6.        Quando o Tribunal de Primeira Instância tiver apurado ou apreciado os factos, o Tribunal de Justiça é competente, por força do artigo 225.° CE, para exercer uma fiscalização sobre a qualificação jurídica desses factos e as consequências jurídicas deles extraídas pelo Tribunal de Primeira Instância. Ora, em matéria de responsabilidade extracontratual da Comunidade, a questão da existência de um nexo de causalidade entre o facto gerador e o prejuízo, requisito dessa responsabilidade, constitui uma questão de direito que, consequentemente, está sujeita à fiscalização do Tribunal de Justiça. Nestas condições, um fundamento relativo ao facto de o Tribunal de Primeira Instância ter erradamente considerado existir um nexo de causalidade directo entre o comportamento da Comissão e o prejuízo alegadamente sofrido pela empresa recorrente no recurso para o Tribunal de Justiça é admissível, na medida em que visa precisamente obter uma fiscalização da qualificação jurídica dos factos efectuada pelo Tribunal de Primeira Instância para dar como assente a existência de um nexo de causalidade directo, e na medida em que esta fiscalização pode ser realizada sem pôr em causa as constatações e as apreciações de facto efectuadas.

(cf. n.os 191‑193)

7.        Num contexto em que, após adquirir o controlo de uma sociedade, uma empresa, após ser notificada da decisão da Comissão que declara a referida operação de concentração incompatível com o mercado comum e posteriormente de uma decisão que impõe a separação das duas empresas, concluiu um contrato de cessão da referida sociedade, com efeitos diferidos no tempo, contrato esse que podia ser rescindido até uma data fixada pela empresa mediante o pagamento de uma indemnização de ruptura, e mais tarde decidiu não exercer essa faculdade de rescisão, quando as duas decisões da Comissão tinham sido anuladas na sequência de um erro cometido pela Comissão susceptível de desencadear a responsabilidade extracontratual da Comunidade, foi erradamente que o Tribunal de Primeira Instância, para declarar a existência de um direito a reparação do prejuízo sofrido pela empresa devido à redução do preço de cessão que teve de conceder ao cessionário como contrapartida pelo adiamento dessa cessão, considerou existir um nexo de causalidade directo entre o referido erro da Comissão e o prejuízo sofrido pela empresa.
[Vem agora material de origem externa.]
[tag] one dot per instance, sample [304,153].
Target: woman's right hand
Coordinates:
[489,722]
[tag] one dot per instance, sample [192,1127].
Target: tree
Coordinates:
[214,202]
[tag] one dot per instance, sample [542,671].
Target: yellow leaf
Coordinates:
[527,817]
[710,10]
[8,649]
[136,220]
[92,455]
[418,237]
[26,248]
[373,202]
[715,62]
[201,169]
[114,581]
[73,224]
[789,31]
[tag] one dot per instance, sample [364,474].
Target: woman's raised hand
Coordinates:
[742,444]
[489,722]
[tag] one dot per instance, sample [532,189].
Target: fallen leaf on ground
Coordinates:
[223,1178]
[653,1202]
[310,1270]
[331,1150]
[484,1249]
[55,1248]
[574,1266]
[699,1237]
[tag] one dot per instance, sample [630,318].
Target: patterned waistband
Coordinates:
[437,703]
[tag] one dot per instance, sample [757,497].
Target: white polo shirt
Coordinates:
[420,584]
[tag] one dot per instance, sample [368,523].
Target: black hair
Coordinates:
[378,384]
Em tal situação, deve concluir‑se pela inexistência de nexo de causalidade directo entre a redução de preço controvertida e a ilegalidade de que padece a decisão que declara a operação de concentração incompatível com o mercado comum, uma vez que a causa directa do prejuízo alegado foi a decisão da empresa, que não se lhe impunha, de deixar a cessão da referida sociedade tornar‑se efectiva, quando a sequência jurídica lógica da anulação da decisão que declarou a operação de concentração incompatível com o mercado comum teria sido que a empresa participasse no reinício do processo de exame aprofundado até ao termo deste, momento em que teria sido adoptada uma decisão declarando a compatibilidade da operação de concentração, situação em que a empresa não teria sido obrigada a ceder a referida sociedade e, portanto, não teria sofrido a redução de preço alegada, ou teriam novamente sido adoptadas uma decisão de incompatibilidade e uma decisão de separação, hipótese em que a cessão teria sido a consequência legal da incompatibilidade declarada e portanto não estaria na origem de um prejuízo ressarcível.